The Financial Inclusion Commission made a number of key recommendations in their March 2015 report [2]. Firstly, the Government should “enable the use of public sector and non-traditional data in credit scoring, with safeguards, to make access to financial services easier for excluded groups”. As well as this, the Government should “lead a collective effort with retail banks and others to promote wider data disclosure and to fill the low income credit gap which has been widened by departing payday lenders”. Both recommendations point to the need for innovation and change in the sector.
A number of new entrants are working to develop scoring products that leverage a much wider “non-traditional” dataset. Aire’s platform (currently in closed beta) will enable borrowers to contribute their own information in order to build a score through means of a mobile application. Self Lender (currently US only) helps borrowers build credibility with the existing CRA’s through a series of “credit builder loans”. Tools like ClearScore add transparency, giving users access to their Equifax score and providing advice on how to improve it.

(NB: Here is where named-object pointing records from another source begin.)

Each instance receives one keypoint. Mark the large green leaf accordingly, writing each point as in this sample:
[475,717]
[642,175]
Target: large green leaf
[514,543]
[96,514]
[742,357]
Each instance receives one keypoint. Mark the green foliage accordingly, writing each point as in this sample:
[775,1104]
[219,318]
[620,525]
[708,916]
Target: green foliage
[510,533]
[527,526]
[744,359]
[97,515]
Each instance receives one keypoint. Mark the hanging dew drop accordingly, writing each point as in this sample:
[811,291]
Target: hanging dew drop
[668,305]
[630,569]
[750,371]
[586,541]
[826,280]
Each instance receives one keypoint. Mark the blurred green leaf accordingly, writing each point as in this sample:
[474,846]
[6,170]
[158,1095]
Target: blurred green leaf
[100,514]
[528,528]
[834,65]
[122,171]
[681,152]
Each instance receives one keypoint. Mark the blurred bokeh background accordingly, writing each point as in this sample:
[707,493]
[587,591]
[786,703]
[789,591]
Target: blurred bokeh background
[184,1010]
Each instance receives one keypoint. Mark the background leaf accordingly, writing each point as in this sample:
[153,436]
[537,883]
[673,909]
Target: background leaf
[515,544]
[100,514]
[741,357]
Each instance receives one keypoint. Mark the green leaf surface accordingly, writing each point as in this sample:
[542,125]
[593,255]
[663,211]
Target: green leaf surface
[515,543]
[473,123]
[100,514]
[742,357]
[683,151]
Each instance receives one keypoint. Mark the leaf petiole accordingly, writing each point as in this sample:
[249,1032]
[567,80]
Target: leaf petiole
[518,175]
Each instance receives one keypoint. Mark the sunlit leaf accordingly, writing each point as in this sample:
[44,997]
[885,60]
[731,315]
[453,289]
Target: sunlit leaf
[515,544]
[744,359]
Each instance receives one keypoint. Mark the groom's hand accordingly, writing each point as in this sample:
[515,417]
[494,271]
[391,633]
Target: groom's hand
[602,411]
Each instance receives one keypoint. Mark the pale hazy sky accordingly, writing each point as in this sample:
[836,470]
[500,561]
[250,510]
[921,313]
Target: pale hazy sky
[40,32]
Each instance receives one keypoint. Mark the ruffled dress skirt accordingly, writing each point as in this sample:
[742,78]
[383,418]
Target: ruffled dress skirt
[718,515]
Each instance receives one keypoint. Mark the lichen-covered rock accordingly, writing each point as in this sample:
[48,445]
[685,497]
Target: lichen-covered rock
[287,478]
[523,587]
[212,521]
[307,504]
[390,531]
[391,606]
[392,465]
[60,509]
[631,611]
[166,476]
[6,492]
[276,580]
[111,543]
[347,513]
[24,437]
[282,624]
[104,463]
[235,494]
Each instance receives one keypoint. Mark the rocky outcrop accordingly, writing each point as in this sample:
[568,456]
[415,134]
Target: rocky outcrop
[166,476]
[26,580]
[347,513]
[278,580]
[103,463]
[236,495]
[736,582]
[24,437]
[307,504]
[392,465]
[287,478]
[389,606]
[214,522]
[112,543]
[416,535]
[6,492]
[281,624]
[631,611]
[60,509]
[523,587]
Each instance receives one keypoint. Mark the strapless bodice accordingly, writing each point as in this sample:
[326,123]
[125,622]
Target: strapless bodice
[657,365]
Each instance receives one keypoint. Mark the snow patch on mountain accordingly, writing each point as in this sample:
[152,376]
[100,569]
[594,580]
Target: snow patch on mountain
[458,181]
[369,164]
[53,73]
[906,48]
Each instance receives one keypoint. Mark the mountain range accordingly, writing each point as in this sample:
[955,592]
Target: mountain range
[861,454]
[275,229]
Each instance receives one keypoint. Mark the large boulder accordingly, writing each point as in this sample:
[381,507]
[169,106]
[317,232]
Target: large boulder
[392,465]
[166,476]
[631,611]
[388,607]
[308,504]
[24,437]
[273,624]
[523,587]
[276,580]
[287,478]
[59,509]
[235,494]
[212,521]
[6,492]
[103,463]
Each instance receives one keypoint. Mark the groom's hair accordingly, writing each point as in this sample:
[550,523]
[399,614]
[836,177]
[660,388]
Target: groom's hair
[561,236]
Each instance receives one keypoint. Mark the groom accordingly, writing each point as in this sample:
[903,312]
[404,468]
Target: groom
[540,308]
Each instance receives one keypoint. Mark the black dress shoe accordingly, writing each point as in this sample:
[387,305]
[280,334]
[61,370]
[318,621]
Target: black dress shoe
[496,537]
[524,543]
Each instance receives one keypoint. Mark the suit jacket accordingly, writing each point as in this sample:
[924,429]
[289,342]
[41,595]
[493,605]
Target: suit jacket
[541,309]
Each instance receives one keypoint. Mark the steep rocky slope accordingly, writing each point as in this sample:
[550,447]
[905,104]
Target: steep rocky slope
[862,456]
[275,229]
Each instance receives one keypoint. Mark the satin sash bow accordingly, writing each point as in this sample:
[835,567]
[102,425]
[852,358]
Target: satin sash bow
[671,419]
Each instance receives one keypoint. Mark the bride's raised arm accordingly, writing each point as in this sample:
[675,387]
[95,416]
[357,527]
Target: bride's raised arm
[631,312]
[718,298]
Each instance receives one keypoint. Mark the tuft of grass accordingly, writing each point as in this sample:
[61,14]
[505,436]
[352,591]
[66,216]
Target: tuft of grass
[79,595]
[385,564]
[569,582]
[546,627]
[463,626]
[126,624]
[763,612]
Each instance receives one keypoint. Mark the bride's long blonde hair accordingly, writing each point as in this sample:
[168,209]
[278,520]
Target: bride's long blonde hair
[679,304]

There’s still much change yet to come, with many services still relying on CRA’s and borrowers playing second fiddle to obsolete algorithms when it comes to building credibility. The end of 2015 saw the Open Banking Working Group deliver their report to HM Treasury [3], laying the foundations for an open API standard in UK banking. Programmatic banking could provide the key to far richer analysis and scoring. Research has already shown the efficacy of using account transaction data to predict delinquency [4]. Pairing such methods with an appropriate permissions model to alleviate consumer anxiety is important. Trust will be required to invite borrower participation and provide a much needed change of course to address these four failings going forward.
[1] New Economics Foundation, 2009. Doorstep Robbery: Why the UK needs a fair lending law, London: New Economics Foundation.
[2] Financial Inclusion Commission, 2015. Improving the Financial Health of the Nation.
[3] https://theodi.org/news/open-banking-working-group-roster-report-announced
[4] Amir E. Khandani et al, 2010. Consumer Credit Risk Models via Machine-Learning Algorithms.